There’s three key points to grok from this video:
- Our bodies are all individual. That doesn’t mean that your body and my body have different sets of basic laws of physics that govern energy consumption and production, but it does mean that you and I may be carrying around digestive tracts that are configured a bit differently (your intestines may be longer than mine, or healthier, and therefore more capable of absorbing more energy from the exact same food), or that you and I might have different levels of certain hormones and/or enzymes in our blood making us more or less efficient at handling the same foods, or that we may have very different sets of bacteria in our guts making me perhaps better at extracting calories from fibrous foods.

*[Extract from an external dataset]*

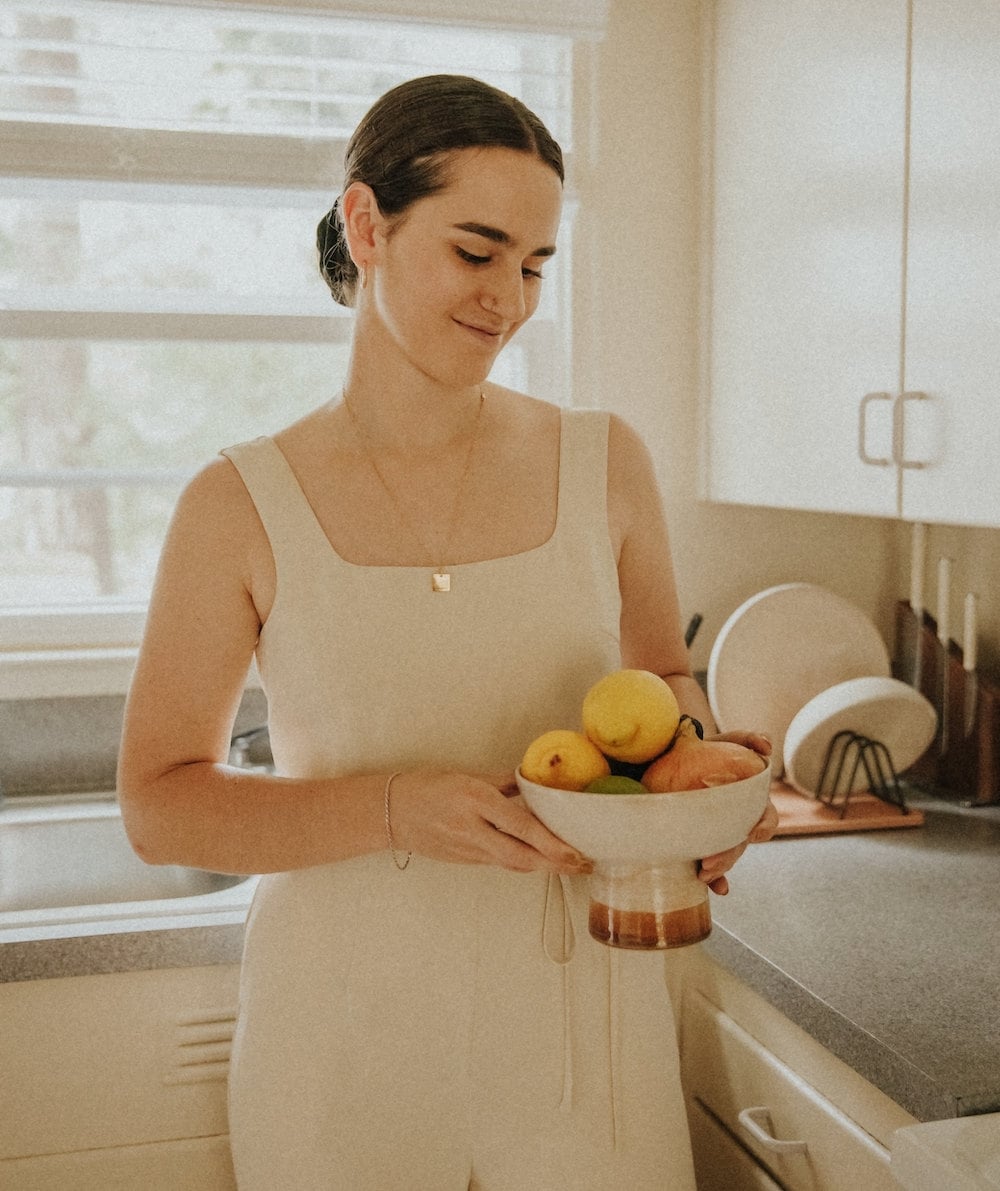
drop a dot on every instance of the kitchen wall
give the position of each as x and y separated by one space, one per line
639 355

- Nutrition labels indicating the amounts of calorie values on processed foods can be off by as much as 20 or 30%. Even natural, whole foods can have vastly different calorie counts depending upon growing conditions (two of the same kinds of apples, grown in different orchards might differ in calories and other nutrients by as much as 50%).
- There’s a lots of nutrients in food that are as important as the simple calorie count, and food quality makes a big difference in the caloric load of the food we eat.
On that last point, the video almost glosses this over, but it does mention it – eating calorically dense but nutritionally poor foods can result in a situation that is brand new in the course of human history: being overfed and undernourished.
It is totally possible (and increasingly common) for people consuming a typical, modern, western diet to be overweight or even obese and be simultaneously suffering from malnourishment. Quantity of food matters, but so does quality, and a person who is overeating nutrient poor food who simply reduces the amount of nutrient poor food they eat will lose weight, but she will not improve her health.